The strategy would damage the religious conservatives who hold most of the power in Tehran, while giving a boost to Iranians advocating closer ties to the West. From Supreme Leader Ayatollah Ali Khamenei on down, nearly all rely on America-bashing to prove their revolutionary purity. ``They use it to hide their incompetence,'' says one Iranian businessman. ``Take it away, and they have nothing.''
RADICAL BOIL
The regime's moderate opponents couldn't agree more: U.S. sanctions keep Iran on a radical boil, they say, instead of tempering it. Ibrahim Yazdi, a former foreign minister who now heads the Freedom Movement of Iran, a barely tolerated liberal opposition group in Tehran, argues that Washington's policy won't topple the regime or persuade it to ease up on its policies. Instead, proposals such as that of House Speaker Newt Gingrich (R-Ga.) to authorize $20 million to destabilize Iran mainly undercut moderates such as Yazdi. Now, ``whoever raises a voice about oppression here is open to the charge they are on the payroll of the CIA,'' he says.
It's wrong to put Iran, a nation of more than 60 million people in political ferment, in the same ``rogue nation'' class as a Libya or an Iraq. Those tortured nations are run by madmen. Instead, America's relations with Iran should be modeled after its policy toward China. Trade should be allowed, in the interest of promoting economic and political liberalization. More trade could also boost Iran's middle class, which has lost out since the revolution.

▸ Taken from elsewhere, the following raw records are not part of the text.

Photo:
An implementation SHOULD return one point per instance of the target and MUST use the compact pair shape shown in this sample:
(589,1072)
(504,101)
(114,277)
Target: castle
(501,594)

U.S. sanctions don't pass muster on economic and geopolitical grounds, either. Put simply, they are bad for U.S. business and worse for the long-term American position in the Persian Gulf and the Caspian Sea--two of the world's most strategic locations. As Conoco CEO Archie W. Dunham told Energy Secretary Federico F. Pena recently, Iran is not going to wait until the U.S. changes its policies before developing its enormous oil and gas resources. Dunham ought to know: Conoco's $1 billion deal to exploit a big offshore oil field was killed by President Bill Clinton in 1995. Now, France's Total is pumping 120,000 barrels a day from the fields.
Anti-American slogans still bedeck Tehran, but the days when Iran was trying to export its revolution are long gone. Iranian officials admit that the U.S. was once targeted by bombers directed from Tehran. But the officials argue that Iran was not involved in more recent attacks, such as the June, 1996, explosion that killed 19 U.S. airmen in Saudi Arabia. And the Iranians flooding into largely Muslim Central Asian republics of the former Soviet Union are pursuing trade, they say, not propagating ideology.
SWORN ENEMIES
Building bridges between Iran and the U.S. won't be easy. Ever since students stormed the U.S. Embassy in Tehran in 1979 and seized 52 hostages, Iran has held a special place in the American psyche. Similarly, having reinstalled the Shah of Iran in a CIA-engineered coup in 1953 and then propped him up, Washington is seen as an implacable foe of Iranian independence.
There have been small signs that something is stirring in Washington. Leading members of the U.S. foreign policy Establishment--Zbigniew Brzezinski, Richard Murphy, and Brent Scowcroft--argued last April that the U.S. anti-Iran policy was counterproductive. Following President Khatami's landslide victory a month after that, Washington sent quiet messages to him through Saudi envoys. And in August, the State Dept. put Tehran's fiercest opposition--the MKO--on its terrorist watch list.
But those nudges and winks aren't enough. ``This whole story between the U.S. and Iran has to end. The Americans have to realize that their policies are simplistic and counterproductive,'' says one Western ambassador in Tehran.
``And the day there's a change in behavior, there'll be a McDonald's on every street corner in Tehran.'' That probably won't happen anytime soon. Even the most pro-American Iranians say that the U.S.-Iranian relationship can only be restored to health slowly. But the moment to start changing old habits has arrived.